Now it is time to rebuild. As the world slowly reopens, we must develop the emotional musculature to face a changed planet. And just like building real muscle, it is going to take time, some discomfort and a goal.
The pandemic took its toll on all of us in some way. I discovered last July that I had been buying jars peanut butter every week. Big, double-packaged jars and smaller single jars...but all crunchy. I don't really eat peanut butter much anymore, but my cortisol-soaked brain loves it, apparently. Peanut butter is a staple of nourishment for a person living in a subterranean bunker, avoiding a plague. You can put in on anything available to give you the fat and protein necessary to sustain your life. A slice of bread, a cracker, a spoon or your finger will do nicely. I collected ten jars of peanut butter, placing them in the pantry, basement and closets like a squirrel hiding nuts for a long winter. There may be some jars we still haven't found, which is exciting to think about. I thought I was fine. I worked way more than I would ever recommend to a client. To be honest, I only realized I had worked so much in December, after the work was done. I worked out, but slept and ate less well. The chip aisle was rarely skipped from March until July. We were fortunate to have good friends with whom we could pod, but our circle was them and our adult children. We could not always see our kids because they had exposures. We were on high alert.
So, my mantra for 2021 is "Do hard shit on purpose every day!" And I am encouraging my clients to challenge themselves with hard things too. Our bodies evolved while being challenged daily. Our cardiovascular system thrives on challenges, and our brain does too. The extra circulation which occurs during a physical challenge, bathes our brain in our body's chemical goodness. Serotonin, norepinephrine, dopamine and endorphins are all released and absorbed during exercise. Start slow...walk across the house, walk down the road and back, lift, run, jog, walk, yoga or cycle and you will feel the emotional benefits as well as the the physical ones. After all...what is good for our heart is good for our brain.

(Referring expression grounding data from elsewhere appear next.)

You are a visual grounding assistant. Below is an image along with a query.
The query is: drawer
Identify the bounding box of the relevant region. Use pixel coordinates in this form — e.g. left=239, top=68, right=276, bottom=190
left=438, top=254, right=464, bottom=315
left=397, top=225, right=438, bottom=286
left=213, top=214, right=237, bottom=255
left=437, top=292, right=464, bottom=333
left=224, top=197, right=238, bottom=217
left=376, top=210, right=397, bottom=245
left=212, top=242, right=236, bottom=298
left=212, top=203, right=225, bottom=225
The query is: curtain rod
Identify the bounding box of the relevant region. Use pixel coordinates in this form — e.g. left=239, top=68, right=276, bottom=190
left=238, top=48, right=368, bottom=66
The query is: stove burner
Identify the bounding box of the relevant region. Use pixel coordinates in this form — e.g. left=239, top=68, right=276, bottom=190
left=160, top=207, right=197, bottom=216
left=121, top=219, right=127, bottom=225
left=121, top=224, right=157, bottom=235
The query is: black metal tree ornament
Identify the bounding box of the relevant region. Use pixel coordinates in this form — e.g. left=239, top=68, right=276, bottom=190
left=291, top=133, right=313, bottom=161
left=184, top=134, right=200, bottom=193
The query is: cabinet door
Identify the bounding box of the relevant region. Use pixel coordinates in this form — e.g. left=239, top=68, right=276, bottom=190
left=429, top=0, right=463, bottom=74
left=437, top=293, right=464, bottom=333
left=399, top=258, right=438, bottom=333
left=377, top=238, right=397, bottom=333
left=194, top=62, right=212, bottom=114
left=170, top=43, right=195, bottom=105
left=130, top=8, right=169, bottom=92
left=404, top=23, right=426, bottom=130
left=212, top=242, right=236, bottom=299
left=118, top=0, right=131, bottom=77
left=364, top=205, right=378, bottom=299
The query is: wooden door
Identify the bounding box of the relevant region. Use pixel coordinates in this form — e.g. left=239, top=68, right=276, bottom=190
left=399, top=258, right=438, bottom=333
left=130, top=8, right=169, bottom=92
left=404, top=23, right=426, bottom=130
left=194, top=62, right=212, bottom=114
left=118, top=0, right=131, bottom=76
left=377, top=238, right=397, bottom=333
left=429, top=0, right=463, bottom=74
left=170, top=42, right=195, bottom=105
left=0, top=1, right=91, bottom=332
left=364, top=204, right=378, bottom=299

Another hard thing we can do is be still. As one of my favorite clients (they are all my favorites!) pointed out, the 30 minutes she spends in a bubble bath three times a week are the hardest thing for her. It is stillness that has become foreign to us as we have spent the last year and a half in a constant state of down the road thinking. Be still, be silent, be mindful. Meditation is great. Pick a school of thought and find a guided meditation on YouTube or on a phone app and focus on your breath. Don't plan on being an instant mediation success. They call it a "mediation practice" for a reason. It takes work and development of the neural pathway to be truly good at it. Getting to bed early can also be hard, but has tremendous effects on our ability to cope and feel well.
Pick your hard thing and do it...on purpose...every day. As you more intentionally challenge yourself, notice your ability to cope with the unexpected return and serve you well. I'll keep taking ice cold showers and skipping the peanut butter aisle.